EU、ロシア制裁で合意に至らず ハンガリーの反対で膠着状態に
欧州連合(EU)は2月23日、ベルギーのブリュッセルで外相理事会を開催し、ウクライナを侵略するロシアに対する新たな制裁案を協議しました。しかし、ロシアに融和的な姿勢を示すハンガリーが反対したため、合意に達することができませんでした。この会合は、EU加盟国間の対立を浮き彫りにし、制裁強化に向けた道筋が不透明な状況を露呈しています。
制裁案の内容とハンガリーの反対理由
EUの執行機関である欧州委員会は、第20弾の制裁として、ロシア産原油の海上輸送に関わるサービスの全面禁止などを提案しています。これは、ロシアの経済に打撃を与え、ウクライナ侵攻を抑制することを目的としています。しかし、ハンガリーはこれに強く反対し、ウクライナを経由するロシア産原油の供給が停止されたと主張して、ウクライナを批判しています。ウクライナ側は、ロシアの攻撃によって施設が損傷したため、供給が困難になったと説明しており、両国の主張が対立しています。
EUの対応と今後の展望
EUの外交安全保障上級代表であるカーヤ・カラス氏は、23日の記者会見で、ハンガリーを説得し続ける姿勢を強調しました。また、ロイター通信によると、ハンガリーは昨年12月のEU首脳会議で合意した、ウクライナへの900億ユーロの融資についても、実施を阻止する構えを見せています。この動きは、EU内の結束にさらなる亀裂を生じさせる可能性があり、国際社会からの懸念を高めています。

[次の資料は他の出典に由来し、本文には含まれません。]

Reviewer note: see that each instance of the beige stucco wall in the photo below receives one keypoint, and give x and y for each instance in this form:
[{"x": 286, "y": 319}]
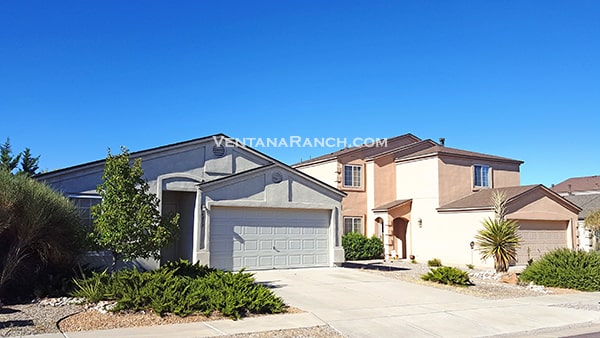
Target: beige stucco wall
[
  {"x": 323, "y": 171},
  {"x": 456, "y": 176}
]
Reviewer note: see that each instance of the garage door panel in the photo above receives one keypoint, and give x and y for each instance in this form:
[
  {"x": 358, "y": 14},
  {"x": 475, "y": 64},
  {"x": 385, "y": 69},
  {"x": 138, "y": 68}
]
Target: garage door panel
[
  {"x": 268, "y": 238},
  {"x": 539, "y": 237}
]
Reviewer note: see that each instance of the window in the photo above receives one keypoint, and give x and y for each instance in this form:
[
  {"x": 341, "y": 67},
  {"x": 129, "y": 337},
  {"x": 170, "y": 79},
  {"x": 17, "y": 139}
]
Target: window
[
  {"x": 353, "y": 224},
  {"x": 481, "y": 176},
  {"x": 352, "y": 176},
  {"x": 83, "y": 204}
]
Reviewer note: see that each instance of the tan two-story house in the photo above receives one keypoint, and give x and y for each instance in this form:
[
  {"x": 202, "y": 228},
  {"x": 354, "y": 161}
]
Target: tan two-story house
[{"x": 427, "y": 200}]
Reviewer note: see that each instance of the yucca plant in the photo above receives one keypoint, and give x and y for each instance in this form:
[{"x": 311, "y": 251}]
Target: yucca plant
[{"x": 499, "y": 239}]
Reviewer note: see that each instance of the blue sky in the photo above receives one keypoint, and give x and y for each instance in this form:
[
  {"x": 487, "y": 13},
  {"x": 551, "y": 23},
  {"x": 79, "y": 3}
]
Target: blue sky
[{"x": 519, "y": 79}]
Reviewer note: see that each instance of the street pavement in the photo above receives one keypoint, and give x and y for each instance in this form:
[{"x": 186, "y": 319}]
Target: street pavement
[{"x": 362, "y": 304}]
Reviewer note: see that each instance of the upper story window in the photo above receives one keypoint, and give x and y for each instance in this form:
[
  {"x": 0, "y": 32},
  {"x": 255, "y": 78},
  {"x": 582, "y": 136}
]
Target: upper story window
[
  {"x": 481, "y": 176},
  {"x": 83, "y": 204},
  {"x": 353, "y": 224},
  {"x": 352, "y": 176}
]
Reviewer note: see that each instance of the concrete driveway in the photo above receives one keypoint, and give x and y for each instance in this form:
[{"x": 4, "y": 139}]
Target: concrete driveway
[{"x": 363, "y": 304}]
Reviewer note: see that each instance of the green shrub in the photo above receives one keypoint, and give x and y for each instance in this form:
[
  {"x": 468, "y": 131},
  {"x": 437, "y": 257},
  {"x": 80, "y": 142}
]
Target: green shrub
[
  {"x": 434, "y": 262},
  {"x": 40, "y": 237},
  {"x": 181, "y": 288},
  {"x": 565, "y": 268},
  {"x": 359, "y": 247},
  {"x": 448, "y": 275}
]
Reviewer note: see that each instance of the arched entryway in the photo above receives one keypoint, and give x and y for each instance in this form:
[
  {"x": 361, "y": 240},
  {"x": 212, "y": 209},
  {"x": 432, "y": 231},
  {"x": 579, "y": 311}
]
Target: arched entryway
[{"x": 399, "y": 228}]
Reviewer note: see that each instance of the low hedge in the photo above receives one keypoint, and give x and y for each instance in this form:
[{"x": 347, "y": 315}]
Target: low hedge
[
  {"x": 182, "y": 289},
  {"x": 565, "y": 268},
  {"x": 359, "y": 247}
]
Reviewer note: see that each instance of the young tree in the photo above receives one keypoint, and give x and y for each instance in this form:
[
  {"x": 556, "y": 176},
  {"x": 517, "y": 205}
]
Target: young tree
[
  {"x": 29, "y": 164},
  {"x": 499, "y": 237},
  {"x": 127, "y": 222},
  {"x": 8, "y": 162}
]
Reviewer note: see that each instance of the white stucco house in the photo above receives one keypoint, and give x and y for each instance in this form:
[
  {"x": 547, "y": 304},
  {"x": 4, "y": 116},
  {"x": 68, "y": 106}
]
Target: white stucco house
[{"x": 238, "y": 208}]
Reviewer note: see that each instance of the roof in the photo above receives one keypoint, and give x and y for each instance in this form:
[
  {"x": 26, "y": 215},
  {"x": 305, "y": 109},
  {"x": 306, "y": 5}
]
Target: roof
[
  {"x": 346, "y": 151},
  {"x": 141, "y": 153},
  {"x": 442, "y": 150},
  {"x": 575, "y": 184},
  {"x": 587, "y": 203},
  {"x": 481, "y": 200},
  {"x": 132, "y": 155},
  {"x": 391, "y": 205}
]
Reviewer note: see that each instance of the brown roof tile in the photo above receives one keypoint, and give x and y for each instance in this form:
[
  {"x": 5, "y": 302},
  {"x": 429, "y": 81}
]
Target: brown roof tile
[
  {"x": 442, "y": 150},
  {"x": 576, "y": 184}
]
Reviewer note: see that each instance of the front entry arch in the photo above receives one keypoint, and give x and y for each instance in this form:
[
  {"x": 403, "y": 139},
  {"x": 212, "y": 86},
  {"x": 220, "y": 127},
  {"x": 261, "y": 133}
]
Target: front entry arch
[{"x": 399, "y": 228}]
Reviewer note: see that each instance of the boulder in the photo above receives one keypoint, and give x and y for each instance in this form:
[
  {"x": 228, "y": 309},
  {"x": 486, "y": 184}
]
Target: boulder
[{"x": 509, "y": 278}]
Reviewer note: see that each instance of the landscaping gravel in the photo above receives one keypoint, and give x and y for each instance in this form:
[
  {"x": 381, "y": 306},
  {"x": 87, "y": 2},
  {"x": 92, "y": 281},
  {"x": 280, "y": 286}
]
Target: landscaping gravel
[{"x": 42, "y": 316}]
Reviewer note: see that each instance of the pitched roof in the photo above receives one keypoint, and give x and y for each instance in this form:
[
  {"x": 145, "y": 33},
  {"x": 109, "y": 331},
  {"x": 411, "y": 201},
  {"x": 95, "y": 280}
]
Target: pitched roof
[
  {"x": 481, "y": 200},
  {"x": 390, "y": 205},
  {"x": 574, "y": 184},
  {"x": 587, "y": 203},
  {"x": 446, "y": 151},
  {"x": 345, "y": 151}
]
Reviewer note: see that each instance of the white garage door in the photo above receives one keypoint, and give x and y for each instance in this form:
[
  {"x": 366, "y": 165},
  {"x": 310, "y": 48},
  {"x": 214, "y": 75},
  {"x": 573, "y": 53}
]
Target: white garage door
[
  {"x": 262, "y": 238},
  {"x": 539, "y": 237}
]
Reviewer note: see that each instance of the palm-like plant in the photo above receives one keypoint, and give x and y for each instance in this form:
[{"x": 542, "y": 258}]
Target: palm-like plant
[{"x": 499, "y": 238}]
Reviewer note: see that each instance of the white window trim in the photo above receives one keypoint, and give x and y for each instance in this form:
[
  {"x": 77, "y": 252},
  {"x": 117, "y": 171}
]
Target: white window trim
[
  {"x": 362, "y": 224},
  {"x": 490, "y": 178},
  {"x": 362, "y": 178}
]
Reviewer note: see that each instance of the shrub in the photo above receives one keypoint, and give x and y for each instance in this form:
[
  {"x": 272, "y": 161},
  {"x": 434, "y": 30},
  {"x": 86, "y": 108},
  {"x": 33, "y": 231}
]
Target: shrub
[
  {"x": 359, "y": 247},
  {"x": 448, "y": 275},
  {"x": 565, "y": 268},
  {"x": 40, "y": 236},
  {"x": 181, "y": 288},
  {"x": 434, "y": 262}
]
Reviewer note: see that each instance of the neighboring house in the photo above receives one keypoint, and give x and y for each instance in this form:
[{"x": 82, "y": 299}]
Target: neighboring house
[
  {"x": 424, "y": 199},
  {"x": 238, "y": 207},
  {"x": 585, "y": 193}
]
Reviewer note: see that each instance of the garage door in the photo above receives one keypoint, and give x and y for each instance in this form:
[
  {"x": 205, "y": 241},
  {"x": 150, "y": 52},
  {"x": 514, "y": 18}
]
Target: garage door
[
  {"x": 262, "y": 238},
  {"x": 539, "y": 237}
]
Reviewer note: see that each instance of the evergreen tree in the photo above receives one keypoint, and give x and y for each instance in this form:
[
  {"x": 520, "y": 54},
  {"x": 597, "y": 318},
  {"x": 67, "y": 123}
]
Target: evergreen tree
[
  {"x": 29, "y": 164},
  {"x": 8, "y": 162},
  {"x": 127, "y": 222}
]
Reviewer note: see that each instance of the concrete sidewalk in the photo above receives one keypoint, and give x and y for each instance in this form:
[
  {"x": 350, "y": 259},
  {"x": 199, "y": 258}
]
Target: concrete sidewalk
[
  {"x": 203, "y": 329},
  {"x": 362, "y": 304}
]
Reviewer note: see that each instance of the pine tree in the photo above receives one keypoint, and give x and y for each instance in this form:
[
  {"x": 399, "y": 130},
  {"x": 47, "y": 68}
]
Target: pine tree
[
  {"x": 7, "y": 161},
  {"x": 127, "y": 222},
  {"x": 29, "y": 164}
]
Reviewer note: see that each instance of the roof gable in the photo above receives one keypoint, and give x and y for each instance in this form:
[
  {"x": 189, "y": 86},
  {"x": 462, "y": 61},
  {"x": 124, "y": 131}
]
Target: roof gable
[
  {"x": 481, "y": 200},
  {"x": 401, "y": 139},
  {"x": 441, "y": 151},
  {"x": 578, "y": 184}
]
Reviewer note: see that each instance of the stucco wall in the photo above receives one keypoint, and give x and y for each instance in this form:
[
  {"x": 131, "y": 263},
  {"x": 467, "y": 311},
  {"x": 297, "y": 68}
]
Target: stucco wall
[
  {"x": 456, "y": 176},
  {"x": 323, "y": 171}
]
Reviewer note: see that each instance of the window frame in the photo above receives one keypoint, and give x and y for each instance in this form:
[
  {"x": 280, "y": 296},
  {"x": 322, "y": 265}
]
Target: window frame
[
  {"x": 360, "y": 176},
  {"x": 487, "y": 176},
  {"x": 353, "y": 224}
]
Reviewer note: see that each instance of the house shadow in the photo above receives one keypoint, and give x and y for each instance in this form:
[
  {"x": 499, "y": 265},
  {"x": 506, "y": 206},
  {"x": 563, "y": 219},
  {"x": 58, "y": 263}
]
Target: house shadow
[
  {"x": 372, "y": 266},
  {"x": 7, "y": 310},
  {"x": 272, "y": 284},
  {"x": 16, "y": 323}
]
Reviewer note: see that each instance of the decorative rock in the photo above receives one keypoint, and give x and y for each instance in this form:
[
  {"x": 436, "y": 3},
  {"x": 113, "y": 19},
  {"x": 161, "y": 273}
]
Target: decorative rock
[{"x": 509, "y": 278}]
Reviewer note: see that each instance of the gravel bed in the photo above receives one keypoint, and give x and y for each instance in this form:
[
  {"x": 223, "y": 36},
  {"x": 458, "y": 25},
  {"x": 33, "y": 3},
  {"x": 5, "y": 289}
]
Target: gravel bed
[
  {"x": 33, "y": 318},
  {"x": 486, "y": 282}
]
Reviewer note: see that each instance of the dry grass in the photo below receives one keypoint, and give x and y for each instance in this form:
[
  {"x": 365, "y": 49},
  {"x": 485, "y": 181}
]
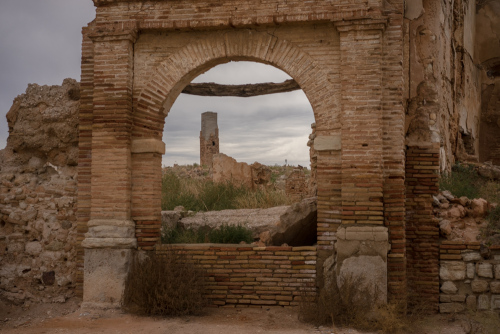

今回の外相理事会での合意不調は、EUがロシア制裁を強化する上で、加盟国間の調整が困難であることを示しています。ハンガリーの反対は、エネルギー供給や経済的な懸念に根ざしており、今後の協議では、これらの問題をどのように解決するかが焦点となるでしょう。ウクライナ情勢の緊迫化に伴い、EUの迅速な対応が求められる中、内部対立が続けば、制裁効果が弱まるリスクも指摘されています。